The idea that one can manipulate one’s weight using probiotics or eat oneself healthy using supplements is an attractive one – all gain, no pain – but isn’t new and one I’ve written about before here and elsewhere. I foresee the probiotics woo-peddlers citing this discussion piece as ‘fact’ and using it to con the <ahem> ‘well upholstered’ among us into buying their Utter Utter Bollocks (µ²B).

This slant that it’s the bugs that are manipulating us is, as I say, interesting and there’s a lot of fascinating and plausible-sounding circumstantial evidence. But it’s just circumstantial for now. Also the authors are not microbiologists, they medics with a taste for ‘evolutionary psychology’– which is at best ‘interesting’ and at worst pure Confirmation Bias Bollocks Woo (CFB²W – new FLA! Cool!).

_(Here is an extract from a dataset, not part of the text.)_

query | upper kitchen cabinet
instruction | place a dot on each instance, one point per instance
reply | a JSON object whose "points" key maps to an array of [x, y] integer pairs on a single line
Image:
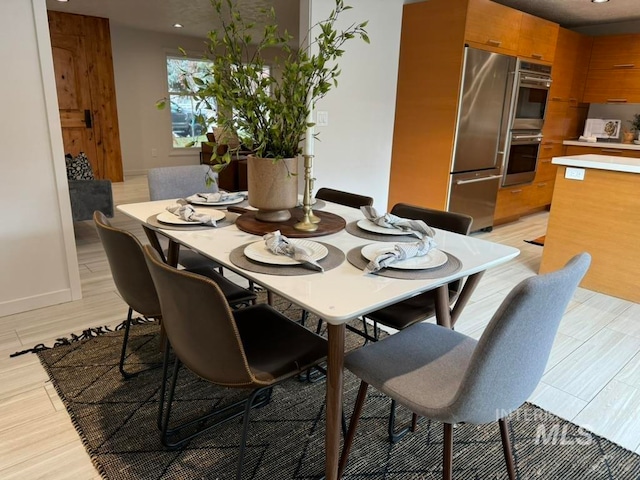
{"points": [[429, 87], [615, 52], [570, 66], [537, 38], [492, 26], [614, 70]]}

They talk about ‘the struggle to resist cravings for foods that are high in sugar, fat and salt’. This is driven by physiology and we are hard-wired to go for high-energy, high salt foods. This is why a big, juicy burger with bacon is sooooo appealing – even to many Chop Dodgers – but these resources are no longer scarce. The ‘struggle’ to resist them is more down to a lack of self- control in a time of abundance. I’m usually more than happy to accredit Our Microbial Overlords for most things – but in this case I’m still to be convinced. As I say, well worth a read and an interesting synthesis – but not proven!

And if anyone tries to persuade you their ‘probiotic’ supplement will make you thin, just politely punch them and go on your way.

Again, this is a really interesting article and the whole notion if manipulating one’s microbiota has real potential. But don’t believe the hype. Yet.